The challenge to the inspector’s decision in MacArthur v Secretary of State for Communities and Local Government (see PP 2012/14) was, of course, made under section 288 of the Town and Country Planning Act 1990.The available grounds are (i) “that the action is not within the powers of this Act” and (ii) “that any of the relevant requirements have not been complied with in relation to that action”.
In that case, the claimants also contended that the inspector’s decision on appeal was unlawful in that it was vitiated by a material error of fact. More specifically, the inspector had failed to record or remember that at the inquiry the developer’s expert witness had conceded in oral evidence that his written evidence had under-assessed the impact of the proposed development upon the setting of a nearby scheduled ancient monument.

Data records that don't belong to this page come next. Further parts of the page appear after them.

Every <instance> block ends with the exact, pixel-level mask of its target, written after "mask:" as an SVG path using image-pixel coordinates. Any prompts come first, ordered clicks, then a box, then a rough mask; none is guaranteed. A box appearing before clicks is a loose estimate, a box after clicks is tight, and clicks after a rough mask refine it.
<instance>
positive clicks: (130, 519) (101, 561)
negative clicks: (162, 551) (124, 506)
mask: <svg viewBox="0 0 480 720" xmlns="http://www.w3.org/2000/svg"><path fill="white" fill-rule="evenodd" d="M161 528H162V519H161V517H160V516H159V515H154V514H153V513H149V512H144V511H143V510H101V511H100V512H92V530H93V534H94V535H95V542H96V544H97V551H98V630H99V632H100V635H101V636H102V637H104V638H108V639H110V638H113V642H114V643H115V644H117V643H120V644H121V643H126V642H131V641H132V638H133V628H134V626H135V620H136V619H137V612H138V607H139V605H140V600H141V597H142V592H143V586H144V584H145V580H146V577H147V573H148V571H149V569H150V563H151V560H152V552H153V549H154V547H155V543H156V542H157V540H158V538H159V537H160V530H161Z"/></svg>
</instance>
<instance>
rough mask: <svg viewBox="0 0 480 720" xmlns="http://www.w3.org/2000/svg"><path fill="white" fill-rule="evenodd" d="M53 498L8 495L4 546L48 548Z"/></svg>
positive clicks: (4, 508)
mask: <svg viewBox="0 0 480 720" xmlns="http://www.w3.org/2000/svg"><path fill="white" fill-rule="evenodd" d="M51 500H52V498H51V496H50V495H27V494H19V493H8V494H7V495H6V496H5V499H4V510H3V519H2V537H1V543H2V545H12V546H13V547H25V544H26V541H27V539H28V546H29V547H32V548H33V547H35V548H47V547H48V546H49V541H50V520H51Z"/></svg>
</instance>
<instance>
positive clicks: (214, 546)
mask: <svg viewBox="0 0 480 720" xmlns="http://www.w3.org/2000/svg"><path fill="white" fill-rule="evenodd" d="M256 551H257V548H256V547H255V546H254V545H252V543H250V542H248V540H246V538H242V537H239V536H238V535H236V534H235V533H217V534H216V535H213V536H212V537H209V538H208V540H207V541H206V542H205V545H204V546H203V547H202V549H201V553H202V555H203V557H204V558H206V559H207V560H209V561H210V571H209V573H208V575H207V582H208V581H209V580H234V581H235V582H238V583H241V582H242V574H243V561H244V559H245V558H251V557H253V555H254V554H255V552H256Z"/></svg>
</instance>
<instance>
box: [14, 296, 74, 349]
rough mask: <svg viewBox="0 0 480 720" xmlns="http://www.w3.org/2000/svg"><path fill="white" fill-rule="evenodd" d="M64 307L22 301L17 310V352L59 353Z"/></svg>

The courts have over, a period of time, recognised that in the context of judicial and statutory review a mistake of fact giving rise to an unfairness may amount to an error of law. It therefore can become a proper ground of challenge on an appeal limited to questions of law. However, the courts have laid down the following tests that must be satisfied. (1) There must have been a mistake as to an existing fact, including a mistake as to the availability of evidence on a particular matter. (2) The fact or evidence must have been “established” in the sense that it was uncontentious and objectively verifiable. (3) The claimant, or its advisers, must not have been responsible for the mistake. (4) The mistake must have played a material (though not necessarily decisive) part in the decision-maker’s reasoning.
In MacArthur, the court accepted that a decision-maker’s failure correctly to record or understand the evidence can amount to a material mistake of fact. However, it was unprepared on the present facts to accept the claimants’ submission that the inspector had based his statement upon the written evidence of the developer’s expert witness, and either forgotten or failed to appreciate that during his oral evidence he had revised his impact assessment.
Accordingly, it could not be said that there was a mistake in respect of a fact that was established, uncontentious and objectively verifiable. This was a fundamental requirement that a claimant had to meet in order to succeed. The court dismissed the claim.